8. Cullen Skink -Scotland

This thick Scottish soup is filled with smoked haddock, potatoes and onions along with milk or cream for a hearty satisfying soup that really ‘sticks to your ribs’. Cullen Skink originated in the town of Cullen in Moray Scotland but the dish is now a popular everyday dish throughout the northeast of the country. This soup is considered more assertive than an American fish chowder and heartier than a French bisque.

Cullen Skink (2)

7. Fasolada -Greece

Fasolada is a traditional Greek bean soup that’s often called the “national food of the Greeks”. While recipes vary widely, the original version of ancient Greece blended dried white beans, olive oil and grains with vegetables like carrot, celery and onions and was served as an offering to the Greek God Apollo during the Pyanopsia festival in Athens.

Fasolada

6. Harira -Morocco

Harira is a popular tomato based soup from Morocco and Algeria where the dish is commonly eaten as a starter before a meal or as a light snack. The main components of Harira are tomatoes, lentils, chickpeas, onions, rice, meat (usually lamb or beef) and flour for thickening. Herbs and spices are also added and vary depending on region but typically they include parsley, coriander, saffron, ginger, pepper, turmeric and cumin.

Harira

5. Mulligatawny -India

Mulligatawny may be an English spin on an Indian tradition but it’s still delicious none the less! The funny sounding name comes from the Tamil words mullaga and thanni which translate to ‘pepper-water’. Today’s version of this soup typically consists of chicken broth, curry powder, nutmeg and blended lentils and vegetables. The original Indian dish this soup was based on wasn’t actually a soup at all, but rather a sauce that was served over rice.

Mulligatawny

4. Tom Yum -Thailand

This traditional Thai hot and sour soup is a favorite not only in Thailand but also in Laos and throughout other neighboring countries. The soups distinct base is made from stock that’s simmered with fragrant herbs and spices like lemongrass, kaffir lime, galangal, fish sauce and fresh chilies.

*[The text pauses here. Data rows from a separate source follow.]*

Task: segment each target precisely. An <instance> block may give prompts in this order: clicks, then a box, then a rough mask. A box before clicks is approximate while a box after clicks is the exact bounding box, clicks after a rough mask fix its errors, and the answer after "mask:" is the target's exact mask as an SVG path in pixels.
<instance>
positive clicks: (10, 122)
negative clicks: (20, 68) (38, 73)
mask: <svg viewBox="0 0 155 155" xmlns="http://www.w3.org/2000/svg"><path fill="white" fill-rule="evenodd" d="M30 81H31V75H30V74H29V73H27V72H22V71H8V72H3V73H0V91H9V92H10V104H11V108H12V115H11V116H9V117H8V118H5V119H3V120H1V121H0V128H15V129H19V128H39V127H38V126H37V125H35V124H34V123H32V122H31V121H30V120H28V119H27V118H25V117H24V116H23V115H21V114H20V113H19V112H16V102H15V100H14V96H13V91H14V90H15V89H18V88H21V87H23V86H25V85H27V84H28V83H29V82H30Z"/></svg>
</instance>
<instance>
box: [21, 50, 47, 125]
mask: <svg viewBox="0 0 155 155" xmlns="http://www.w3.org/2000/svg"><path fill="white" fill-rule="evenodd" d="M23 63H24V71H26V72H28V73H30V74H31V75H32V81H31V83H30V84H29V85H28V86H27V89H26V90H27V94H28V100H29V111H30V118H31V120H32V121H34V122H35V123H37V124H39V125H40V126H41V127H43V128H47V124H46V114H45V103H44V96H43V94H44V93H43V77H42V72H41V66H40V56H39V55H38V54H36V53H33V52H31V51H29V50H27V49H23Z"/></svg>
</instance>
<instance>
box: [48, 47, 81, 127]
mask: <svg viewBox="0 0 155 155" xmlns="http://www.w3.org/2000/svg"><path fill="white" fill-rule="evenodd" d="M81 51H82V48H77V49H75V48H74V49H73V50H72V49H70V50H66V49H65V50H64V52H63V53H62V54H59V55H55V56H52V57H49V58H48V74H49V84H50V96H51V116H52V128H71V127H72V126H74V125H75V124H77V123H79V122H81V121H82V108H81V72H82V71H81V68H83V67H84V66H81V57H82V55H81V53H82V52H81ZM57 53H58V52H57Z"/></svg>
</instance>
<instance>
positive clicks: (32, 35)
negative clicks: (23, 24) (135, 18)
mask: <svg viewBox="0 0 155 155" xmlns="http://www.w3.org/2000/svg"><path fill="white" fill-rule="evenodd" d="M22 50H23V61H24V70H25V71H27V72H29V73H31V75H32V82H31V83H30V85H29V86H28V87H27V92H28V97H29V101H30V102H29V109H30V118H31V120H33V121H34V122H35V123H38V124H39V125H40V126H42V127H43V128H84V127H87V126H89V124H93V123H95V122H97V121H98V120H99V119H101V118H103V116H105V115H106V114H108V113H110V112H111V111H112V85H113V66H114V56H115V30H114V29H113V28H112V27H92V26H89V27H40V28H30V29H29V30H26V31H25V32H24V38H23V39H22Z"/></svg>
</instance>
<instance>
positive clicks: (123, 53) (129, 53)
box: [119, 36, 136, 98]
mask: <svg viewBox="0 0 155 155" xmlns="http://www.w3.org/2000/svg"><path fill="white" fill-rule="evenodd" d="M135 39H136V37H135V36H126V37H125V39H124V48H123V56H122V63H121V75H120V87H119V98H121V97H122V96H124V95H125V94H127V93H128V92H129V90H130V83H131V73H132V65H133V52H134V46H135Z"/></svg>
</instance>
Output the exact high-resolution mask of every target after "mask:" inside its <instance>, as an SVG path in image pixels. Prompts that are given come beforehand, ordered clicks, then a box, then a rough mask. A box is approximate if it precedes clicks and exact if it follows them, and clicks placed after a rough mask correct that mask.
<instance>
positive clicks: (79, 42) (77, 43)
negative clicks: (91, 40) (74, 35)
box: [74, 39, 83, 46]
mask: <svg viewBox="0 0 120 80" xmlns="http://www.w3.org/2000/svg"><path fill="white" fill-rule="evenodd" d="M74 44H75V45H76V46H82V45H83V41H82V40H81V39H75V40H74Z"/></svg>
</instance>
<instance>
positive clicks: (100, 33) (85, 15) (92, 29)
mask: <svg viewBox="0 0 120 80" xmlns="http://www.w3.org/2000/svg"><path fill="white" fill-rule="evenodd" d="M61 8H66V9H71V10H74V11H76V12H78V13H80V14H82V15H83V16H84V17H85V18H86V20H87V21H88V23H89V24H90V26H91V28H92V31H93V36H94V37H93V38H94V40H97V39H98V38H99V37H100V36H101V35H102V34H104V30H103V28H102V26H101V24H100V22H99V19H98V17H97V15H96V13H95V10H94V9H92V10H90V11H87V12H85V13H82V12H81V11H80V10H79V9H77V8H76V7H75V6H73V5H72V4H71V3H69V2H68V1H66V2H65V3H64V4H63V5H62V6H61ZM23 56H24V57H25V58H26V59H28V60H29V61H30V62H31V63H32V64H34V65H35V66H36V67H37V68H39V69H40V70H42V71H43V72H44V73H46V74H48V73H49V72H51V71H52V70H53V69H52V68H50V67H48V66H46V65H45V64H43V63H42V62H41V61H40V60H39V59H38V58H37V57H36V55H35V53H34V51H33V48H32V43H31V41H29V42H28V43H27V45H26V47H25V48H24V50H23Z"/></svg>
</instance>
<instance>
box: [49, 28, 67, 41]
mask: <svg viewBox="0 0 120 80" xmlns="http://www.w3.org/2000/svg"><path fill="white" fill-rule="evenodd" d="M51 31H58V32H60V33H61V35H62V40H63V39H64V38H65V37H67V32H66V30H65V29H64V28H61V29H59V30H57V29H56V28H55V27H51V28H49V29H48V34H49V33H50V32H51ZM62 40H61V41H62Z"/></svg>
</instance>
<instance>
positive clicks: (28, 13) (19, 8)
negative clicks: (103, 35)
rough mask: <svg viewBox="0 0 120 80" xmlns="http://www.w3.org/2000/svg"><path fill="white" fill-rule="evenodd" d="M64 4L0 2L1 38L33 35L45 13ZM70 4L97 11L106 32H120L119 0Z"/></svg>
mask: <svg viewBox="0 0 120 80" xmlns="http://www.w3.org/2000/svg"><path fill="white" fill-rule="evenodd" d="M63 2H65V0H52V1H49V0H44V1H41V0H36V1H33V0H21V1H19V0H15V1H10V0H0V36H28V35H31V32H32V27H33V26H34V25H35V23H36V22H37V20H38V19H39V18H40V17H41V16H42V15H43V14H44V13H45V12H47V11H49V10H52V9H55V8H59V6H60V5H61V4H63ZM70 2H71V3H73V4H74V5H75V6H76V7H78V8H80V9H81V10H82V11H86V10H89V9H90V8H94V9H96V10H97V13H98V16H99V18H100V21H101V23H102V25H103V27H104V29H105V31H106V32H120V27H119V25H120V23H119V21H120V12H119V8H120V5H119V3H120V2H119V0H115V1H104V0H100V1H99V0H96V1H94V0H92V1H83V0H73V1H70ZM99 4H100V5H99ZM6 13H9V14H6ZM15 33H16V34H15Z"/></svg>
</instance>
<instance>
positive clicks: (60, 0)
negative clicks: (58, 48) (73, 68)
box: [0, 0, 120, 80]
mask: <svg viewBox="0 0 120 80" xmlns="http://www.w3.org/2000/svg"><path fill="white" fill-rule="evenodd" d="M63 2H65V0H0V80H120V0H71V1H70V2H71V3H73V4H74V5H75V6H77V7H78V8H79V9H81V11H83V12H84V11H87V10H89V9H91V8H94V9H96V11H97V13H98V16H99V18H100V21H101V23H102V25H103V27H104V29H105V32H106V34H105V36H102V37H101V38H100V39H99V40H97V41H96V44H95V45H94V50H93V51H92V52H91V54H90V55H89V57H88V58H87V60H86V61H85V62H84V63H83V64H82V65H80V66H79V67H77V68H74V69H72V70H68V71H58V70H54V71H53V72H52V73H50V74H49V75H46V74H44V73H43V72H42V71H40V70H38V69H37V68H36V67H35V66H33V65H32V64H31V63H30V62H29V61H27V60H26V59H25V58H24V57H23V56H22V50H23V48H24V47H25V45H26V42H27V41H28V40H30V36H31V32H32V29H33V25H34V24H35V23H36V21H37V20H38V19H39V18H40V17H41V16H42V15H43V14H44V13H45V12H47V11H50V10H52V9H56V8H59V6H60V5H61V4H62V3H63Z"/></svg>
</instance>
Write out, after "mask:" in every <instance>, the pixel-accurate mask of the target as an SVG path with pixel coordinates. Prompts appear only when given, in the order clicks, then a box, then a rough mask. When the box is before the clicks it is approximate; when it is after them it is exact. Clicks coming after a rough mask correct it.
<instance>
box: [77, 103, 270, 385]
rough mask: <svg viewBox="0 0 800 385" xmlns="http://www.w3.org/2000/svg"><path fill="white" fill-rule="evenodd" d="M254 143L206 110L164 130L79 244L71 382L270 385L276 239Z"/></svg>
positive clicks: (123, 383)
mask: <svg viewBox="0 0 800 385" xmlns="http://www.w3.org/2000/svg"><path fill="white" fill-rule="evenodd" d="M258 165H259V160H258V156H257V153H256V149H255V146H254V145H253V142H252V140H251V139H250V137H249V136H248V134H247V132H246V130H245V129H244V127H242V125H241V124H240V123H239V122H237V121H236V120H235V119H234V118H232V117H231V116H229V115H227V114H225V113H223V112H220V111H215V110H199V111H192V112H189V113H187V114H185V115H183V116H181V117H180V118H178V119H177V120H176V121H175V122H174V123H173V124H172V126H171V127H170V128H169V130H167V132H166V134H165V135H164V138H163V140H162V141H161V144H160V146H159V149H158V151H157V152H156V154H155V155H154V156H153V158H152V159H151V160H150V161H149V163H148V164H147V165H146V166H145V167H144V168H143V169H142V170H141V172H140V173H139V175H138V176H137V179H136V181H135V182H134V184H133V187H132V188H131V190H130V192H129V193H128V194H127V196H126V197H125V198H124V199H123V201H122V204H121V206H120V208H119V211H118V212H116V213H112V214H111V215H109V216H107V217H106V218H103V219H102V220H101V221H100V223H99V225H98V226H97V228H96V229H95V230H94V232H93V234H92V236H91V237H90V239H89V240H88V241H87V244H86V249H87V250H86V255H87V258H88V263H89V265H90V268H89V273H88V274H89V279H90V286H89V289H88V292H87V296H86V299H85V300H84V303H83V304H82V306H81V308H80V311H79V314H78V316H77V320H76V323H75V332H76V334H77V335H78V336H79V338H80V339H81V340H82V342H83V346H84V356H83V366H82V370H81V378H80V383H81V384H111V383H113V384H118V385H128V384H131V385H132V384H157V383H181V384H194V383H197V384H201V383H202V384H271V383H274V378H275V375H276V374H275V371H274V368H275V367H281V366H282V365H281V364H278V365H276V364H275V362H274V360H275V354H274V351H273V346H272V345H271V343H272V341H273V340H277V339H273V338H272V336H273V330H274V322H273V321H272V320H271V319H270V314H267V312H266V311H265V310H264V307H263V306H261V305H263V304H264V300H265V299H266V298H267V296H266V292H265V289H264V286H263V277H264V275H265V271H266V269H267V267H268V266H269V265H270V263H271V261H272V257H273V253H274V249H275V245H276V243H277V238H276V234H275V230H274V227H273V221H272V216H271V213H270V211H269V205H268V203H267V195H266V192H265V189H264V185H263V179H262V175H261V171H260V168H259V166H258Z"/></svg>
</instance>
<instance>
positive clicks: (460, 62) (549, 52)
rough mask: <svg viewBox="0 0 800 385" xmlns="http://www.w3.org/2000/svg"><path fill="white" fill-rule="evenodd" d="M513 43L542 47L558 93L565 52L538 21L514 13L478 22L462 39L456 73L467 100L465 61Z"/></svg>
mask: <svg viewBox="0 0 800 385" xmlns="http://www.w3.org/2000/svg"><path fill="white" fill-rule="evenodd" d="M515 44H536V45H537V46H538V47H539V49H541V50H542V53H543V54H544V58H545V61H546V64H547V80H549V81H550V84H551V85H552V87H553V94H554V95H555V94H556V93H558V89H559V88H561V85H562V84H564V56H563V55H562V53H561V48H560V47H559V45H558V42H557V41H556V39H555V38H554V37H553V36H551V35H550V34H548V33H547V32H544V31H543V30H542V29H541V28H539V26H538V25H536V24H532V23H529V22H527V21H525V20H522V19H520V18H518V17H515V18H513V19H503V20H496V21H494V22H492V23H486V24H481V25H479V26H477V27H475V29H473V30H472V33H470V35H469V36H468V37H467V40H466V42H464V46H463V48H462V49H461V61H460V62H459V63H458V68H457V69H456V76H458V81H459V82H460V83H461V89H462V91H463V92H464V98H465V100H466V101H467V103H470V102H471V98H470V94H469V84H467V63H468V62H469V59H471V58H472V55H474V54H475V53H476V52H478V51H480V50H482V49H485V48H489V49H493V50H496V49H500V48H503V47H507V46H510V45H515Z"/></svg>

Vegetables and meats are added and very depending on region and recipe but commonly you’ll find chicken, beef, pork and shrimp.

Tom Yum

Laksa -Malaysia

Laksa is a spicy noddle soup popular in the Peranakan style of cuisine which is a blend of both Chinese and Malay cuisines. The popular curry Laksa combines a rich broth of curry spices and coconut milk with rice or laksa noodles, vegetables and meat such as chicken, fish, prawns or bean curd puff. This satisfying noodle soup is popular in Malaysia but variants are also found throughout Singapore, Indonesia and southern Thailand.

Laksa

2. Solyanka -Russia

Russia is known for hearty food and this popular spicy-sour soup is no exception. While there are 3 basic types of Solyanka, all of them contain pickled cucumbers with brine, cabbage and mushrooms. Meat Solyanka adds beef, ham, sausage or chicken along with tomatoes, onions, olives, capers, allspice, parsley and dill, while mushroom Solyanka sees layers of mushrooms and cabbage alternated and topped with grated lemon zest, breadcrumbs and butter before the soup is baked.

Solyanka

1. Clam Chowder -USA

Clam Chowder is an east coast favorite and one of the most popular soups in America. The New England clam chowder is a milk or cream based type that is usually a little thicker than other regional varieties and is usually topped or thickened with oyster crackers, a regional specialty. Diced potato, bacon, onion and celery are added to the clams and simmered until tender. In the New England region, adding tomatoes to chowder is frowned upon and in 1939, a bill was introduced to Maine legislature making tomatoes in clam chowder illegal.